Kurisumala, The Noisiest Trappists in the World? or How to be a Western Plonke: Post XIV - Travels Amongst the Saint Thomas Christians of Indiar

SCHOLARSHIP OF SAINT BASIL THE GREAT 2012

Loud Monkey

Alas, the spell is broken.

Kurisumala is known the world over for its silence and tranquility. So it is just my luck that the Catholic parish church at the bottom of the mountain has started what, some brothers have told me, will be a week-long festival. What this means is that starting at 5am I am subjected to extraordinarily annoying singing by nuns. I mean really, really annoying. If you don’t believe me -

5am Annoying Nun Song

Did you really listen? Then as the day progresses they blare ‘devotional’ music at volumes that would make any self respecting Heavy Metal band bleed from the ears. The sound travels straight up the valley and when the wind is in the right direction shakes the hermitage I am staying in.

Parish Festival

Yesterday I walked four miles to the other side of the next mountain over to escape the noise. Today I went to the other side of the mountain the ashram is on to get away from it. Still, I have to come back eventually.

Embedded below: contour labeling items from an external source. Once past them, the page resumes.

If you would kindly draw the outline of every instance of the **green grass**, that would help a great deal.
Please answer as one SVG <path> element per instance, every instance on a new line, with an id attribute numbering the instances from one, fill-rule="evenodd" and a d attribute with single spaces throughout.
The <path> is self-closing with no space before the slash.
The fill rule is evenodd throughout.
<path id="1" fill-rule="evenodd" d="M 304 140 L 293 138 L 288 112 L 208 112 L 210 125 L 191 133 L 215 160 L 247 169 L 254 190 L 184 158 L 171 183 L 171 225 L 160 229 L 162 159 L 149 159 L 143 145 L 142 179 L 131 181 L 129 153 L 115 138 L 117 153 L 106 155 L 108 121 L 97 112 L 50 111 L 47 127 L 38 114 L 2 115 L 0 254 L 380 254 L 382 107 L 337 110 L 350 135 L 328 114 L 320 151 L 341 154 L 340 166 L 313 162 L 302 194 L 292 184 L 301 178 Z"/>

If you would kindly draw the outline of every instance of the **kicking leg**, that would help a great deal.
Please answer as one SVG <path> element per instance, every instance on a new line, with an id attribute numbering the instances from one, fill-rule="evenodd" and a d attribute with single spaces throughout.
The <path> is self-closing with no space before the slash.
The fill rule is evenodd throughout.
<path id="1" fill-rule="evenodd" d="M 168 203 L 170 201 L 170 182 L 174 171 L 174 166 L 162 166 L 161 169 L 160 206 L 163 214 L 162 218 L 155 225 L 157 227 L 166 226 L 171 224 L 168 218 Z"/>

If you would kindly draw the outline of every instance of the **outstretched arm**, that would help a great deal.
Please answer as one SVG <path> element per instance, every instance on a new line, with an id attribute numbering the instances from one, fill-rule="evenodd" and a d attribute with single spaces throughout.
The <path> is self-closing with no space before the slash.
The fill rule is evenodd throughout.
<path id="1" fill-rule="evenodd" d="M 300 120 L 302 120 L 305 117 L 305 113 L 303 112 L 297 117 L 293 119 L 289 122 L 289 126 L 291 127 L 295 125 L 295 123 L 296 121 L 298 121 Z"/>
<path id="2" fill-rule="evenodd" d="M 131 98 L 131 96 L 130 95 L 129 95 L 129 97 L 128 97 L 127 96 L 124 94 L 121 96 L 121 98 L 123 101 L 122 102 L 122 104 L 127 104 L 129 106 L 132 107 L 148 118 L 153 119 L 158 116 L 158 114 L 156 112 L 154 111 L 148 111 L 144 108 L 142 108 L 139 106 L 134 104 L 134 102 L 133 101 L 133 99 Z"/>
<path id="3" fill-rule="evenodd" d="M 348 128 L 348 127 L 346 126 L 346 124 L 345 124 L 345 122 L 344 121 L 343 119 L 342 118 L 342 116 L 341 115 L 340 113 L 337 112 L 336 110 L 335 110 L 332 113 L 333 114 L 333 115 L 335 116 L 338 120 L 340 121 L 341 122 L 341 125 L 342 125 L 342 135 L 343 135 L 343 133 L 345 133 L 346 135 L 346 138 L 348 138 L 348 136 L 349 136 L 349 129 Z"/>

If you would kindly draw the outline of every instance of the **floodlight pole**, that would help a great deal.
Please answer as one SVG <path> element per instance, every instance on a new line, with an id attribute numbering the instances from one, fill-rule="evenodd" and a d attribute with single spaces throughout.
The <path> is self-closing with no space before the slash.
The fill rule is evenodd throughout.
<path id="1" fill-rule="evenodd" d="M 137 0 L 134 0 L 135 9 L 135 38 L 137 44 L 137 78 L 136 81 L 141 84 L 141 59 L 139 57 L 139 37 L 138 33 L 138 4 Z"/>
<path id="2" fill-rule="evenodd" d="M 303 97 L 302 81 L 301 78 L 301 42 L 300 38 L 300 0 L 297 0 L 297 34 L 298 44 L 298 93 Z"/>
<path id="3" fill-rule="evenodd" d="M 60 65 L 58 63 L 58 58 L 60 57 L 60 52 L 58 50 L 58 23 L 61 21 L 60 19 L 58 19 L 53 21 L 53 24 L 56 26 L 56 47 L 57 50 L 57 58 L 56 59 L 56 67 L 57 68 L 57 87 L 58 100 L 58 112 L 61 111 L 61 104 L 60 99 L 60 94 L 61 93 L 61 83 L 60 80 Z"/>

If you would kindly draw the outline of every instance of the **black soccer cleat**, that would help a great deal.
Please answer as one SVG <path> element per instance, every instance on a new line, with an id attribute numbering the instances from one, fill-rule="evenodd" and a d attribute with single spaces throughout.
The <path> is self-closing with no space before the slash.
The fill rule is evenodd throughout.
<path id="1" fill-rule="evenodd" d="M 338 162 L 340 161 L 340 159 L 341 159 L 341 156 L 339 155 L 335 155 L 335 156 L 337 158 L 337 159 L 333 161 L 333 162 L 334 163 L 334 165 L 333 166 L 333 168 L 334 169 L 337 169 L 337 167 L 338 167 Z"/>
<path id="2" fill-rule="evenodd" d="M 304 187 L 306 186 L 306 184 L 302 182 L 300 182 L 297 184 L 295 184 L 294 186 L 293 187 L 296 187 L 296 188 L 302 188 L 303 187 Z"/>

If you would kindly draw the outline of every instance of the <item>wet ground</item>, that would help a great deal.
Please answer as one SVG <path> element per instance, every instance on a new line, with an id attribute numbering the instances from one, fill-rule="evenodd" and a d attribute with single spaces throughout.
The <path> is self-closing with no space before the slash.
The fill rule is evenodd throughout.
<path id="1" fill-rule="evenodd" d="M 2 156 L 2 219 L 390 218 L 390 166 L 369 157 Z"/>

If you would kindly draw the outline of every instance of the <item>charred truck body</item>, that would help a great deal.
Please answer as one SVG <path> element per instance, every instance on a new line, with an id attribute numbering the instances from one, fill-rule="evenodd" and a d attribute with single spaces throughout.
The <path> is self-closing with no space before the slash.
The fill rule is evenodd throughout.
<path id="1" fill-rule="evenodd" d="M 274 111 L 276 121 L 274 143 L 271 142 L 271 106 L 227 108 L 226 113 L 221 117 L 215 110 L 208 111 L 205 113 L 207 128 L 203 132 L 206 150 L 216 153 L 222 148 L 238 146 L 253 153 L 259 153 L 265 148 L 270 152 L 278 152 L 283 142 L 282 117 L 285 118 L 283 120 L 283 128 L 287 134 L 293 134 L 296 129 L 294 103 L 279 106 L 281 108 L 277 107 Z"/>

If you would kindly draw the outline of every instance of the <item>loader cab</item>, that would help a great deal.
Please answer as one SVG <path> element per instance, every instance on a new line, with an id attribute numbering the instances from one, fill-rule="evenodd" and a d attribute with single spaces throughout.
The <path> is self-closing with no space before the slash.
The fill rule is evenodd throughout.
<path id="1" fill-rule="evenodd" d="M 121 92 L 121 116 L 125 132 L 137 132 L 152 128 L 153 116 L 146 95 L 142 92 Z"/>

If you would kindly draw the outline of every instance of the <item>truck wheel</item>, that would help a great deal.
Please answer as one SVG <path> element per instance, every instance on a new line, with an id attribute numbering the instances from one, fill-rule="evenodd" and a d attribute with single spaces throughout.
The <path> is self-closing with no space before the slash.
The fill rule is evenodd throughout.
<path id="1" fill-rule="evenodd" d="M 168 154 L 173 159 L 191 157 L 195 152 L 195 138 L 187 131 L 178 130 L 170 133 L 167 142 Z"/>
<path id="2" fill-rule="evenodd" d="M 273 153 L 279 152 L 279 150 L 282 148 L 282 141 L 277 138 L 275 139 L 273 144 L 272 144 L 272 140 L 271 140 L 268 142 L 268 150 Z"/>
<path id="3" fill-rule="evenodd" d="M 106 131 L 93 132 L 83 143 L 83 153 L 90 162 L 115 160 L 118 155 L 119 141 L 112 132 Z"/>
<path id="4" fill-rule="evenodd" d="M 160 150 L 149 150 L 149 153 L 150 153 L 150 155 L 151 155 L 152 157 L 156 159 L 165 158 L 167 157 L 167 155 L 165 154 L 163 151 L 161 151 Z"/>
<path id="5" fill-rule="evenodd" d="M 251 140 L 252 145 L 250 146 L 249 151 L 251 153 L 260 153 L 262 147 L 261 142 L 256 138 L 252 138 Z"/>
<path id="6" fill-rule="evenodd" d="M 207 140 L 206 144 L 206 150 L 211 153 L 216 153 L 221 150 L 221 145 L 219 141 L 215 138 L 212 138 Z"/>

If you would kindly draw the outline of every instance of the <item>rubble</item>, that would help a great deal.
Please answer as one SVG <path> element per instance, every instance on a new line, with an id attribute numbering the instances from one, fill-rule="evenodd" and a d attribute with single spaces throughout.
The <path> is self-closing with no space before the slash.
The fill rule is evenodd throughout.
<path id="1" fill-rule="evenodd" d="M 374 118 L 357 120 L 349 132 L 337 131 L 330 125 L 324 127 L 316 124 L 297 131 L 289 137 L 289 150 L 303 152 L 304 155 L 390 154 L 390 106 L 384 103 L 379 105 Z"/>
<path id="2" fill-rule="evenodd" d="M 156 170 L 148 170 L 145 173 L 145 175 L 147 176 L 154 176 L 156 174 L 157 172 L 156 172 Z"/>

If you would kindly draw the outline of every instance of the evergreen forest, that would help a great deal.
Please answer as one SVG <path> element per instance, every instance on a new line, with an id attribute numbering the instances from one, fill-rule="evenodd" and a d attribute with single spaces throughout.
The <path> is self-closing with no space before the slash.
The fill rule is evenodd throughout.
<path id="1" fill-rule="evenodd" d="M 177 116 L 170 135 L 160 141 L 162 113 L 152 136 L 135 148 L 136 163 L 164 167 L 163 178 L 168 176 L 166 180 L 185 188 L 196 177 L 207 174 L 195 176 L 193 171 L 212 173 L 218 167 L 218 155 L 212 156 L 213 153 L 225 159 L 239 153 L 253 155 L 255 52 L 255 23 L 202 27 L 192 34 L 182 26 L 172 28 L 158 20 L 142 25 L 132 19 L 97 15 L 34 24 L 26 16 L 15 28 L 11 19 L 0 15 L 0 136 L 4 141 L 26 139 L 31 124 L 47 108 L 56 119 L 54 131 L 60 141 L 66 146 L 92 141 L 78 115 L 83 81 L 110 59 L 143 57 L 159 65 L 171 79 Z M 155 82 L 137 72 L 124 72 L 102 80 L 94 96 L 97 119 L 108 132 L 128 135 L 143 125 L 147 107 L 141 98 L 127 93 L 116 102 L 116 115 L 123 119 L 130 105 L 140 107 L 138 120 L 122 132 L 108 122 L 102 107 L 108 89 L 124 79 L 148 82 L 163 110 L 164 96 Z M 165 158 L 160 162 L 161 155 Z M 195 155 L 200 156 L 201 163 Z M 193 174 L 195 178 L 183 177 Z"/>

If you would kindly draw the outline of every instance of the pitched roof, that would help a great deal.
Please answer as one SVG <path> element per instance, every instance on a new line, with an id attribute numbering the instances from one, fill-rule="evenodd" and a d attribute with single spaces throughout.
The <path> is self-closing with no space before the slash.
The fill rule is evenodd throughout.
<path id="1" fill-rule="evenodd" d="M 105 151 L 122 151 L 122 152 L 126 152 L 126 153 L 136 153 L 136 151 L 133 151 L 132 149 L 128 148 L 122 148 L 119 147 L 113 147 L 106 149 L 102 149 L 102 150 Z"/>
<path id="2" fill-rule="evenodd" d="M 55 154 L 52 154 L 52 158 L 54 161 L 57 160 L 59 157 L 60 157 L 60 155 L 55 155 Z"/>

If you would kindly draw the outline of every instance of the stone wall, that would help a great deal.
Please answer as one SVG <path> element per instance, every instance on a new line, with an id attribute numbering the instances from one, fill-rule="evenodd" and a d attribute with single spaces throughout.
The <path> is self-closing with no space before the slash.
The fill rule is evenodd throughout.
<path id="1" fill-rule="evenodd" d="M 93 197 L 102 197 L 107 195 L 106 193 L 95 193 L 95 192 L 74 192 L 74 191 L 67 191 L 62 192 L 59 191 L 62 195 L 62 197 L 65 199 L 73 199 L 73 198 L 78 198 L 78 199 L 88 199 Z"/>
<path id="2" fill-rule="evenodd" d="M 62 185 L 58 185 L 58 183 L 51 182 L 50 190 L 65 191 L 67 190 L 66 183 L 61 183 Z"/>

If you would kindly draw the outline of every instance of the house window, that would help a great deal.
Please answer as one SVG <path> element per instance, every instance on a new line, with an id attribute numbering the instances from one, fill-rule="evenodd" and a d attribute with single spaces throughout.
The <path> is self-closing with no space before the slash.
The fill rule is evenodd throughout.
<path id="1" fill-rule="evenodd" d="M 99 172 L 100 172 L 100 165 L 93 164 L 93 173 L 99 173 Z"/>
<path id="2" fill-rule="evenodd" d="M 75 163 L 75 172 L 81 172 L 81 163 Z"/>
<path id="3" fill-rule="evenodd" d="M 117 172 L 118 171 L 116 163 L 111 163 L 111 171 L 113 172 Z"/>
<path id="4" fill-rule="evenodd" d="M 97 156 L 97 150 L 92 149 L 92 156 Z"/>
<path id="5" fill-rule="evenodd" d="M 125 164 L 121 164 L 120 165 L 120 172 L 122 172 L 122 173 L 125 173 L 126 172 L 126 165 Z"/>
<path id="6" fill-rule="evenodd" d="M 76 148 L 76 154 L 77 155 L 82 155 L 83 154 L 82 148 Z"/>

Whilst I am in the hermitage I have taken to using earplugs. Still the noise is so persistent and excruciatingly irritating that I find myself close to tears and paralysed with frustration.

I have tried to explain the situation to the monks who, because they are located between two hills that somewhat block the noise, do not get the complete blast and so do not seem to understand the full magnitude (literally) of the situation. They make vague sounds about other places on the mountain, ask you to wait, and then just wander off and do not come back (probably the best way to deal with agitated Westerners). I am never really quite sure I understand what they are saying or if they understand what I am saying. What I do know is that they do not seem to understand that the noise is a problem. The guest brother said to me when I tried to explain the problem “you like the music, yes?”

Really Loud Cow

At the moment the whole  universe seems to have taken against me. To add to the irritating catholic music I think the milking is behind schedule this evening as the cows will not stop bellowing.

Cows Bellowing

Louder Bird

Now some ungodly piece of machinery, hitherto unheard, has been fired up to compete with the cows, not to mention an absurdly loud bird that has just decided to sit on the hermitage and join in the acoustic chaos.

Dairy Machine

I also think that the cow herds might be going to the church festival in town tonight as they are now blaring their radio and shouting incessantly down their cell phones at all their stone deaf friends. Wait, no -  now they are yelling to their friends down the valley like monkeys. And they’re getting a response! Heaven knows what is being communicated that cannot be achieve by yelling into their cell phones. Then again I might very well be completely wrong and there are actual monkeys in the trees beneath me.

Farm Hands or Monkeys

ARKive image GES063266 - Red-handed howler monkey

Just when I though it could not get any worse one of the young Syro-Malabar priests has decided to pour out his love for Christ in song just beneath the hermitage – no doubt in total ignorance that it is here (or that there might be obnoxious monkeys in the branches above him). It would be rather sweet if it were no so loud, went on so long, and weren't somehow a bit embarrassing for a westerner. It is like hearing the people in the room next to you engaged in sexual relations. You just feel you shouldn’t be hearing something so private. He starts low and then gets really worked up!

Alleluia

This evening I would rate Kurisumala as the noisiest monastery I have ever been in (and I have spent more than half my life visiting monasteries). This is painfully frustrating when you see how beautiful and quiet is it once you get just a short distance away from the ashram. However it is now dusk and I really cannot go out walking the mountain at night (in case you are wondering why I can answer very easily - King Cobras live on this mountain!).

King Cobra

In the monasteries' welcome booklet they quote Ghandi’s admiration for Trappists:

“I once stayed with Cistercian monks. They are votaries of divine love, of poverty and chastity. Their monastery was a veritable garden. There was a sweet silence pervading the whole atmosphere. I still live under eh charm of their cells. It would be my ideal to found such an institution.”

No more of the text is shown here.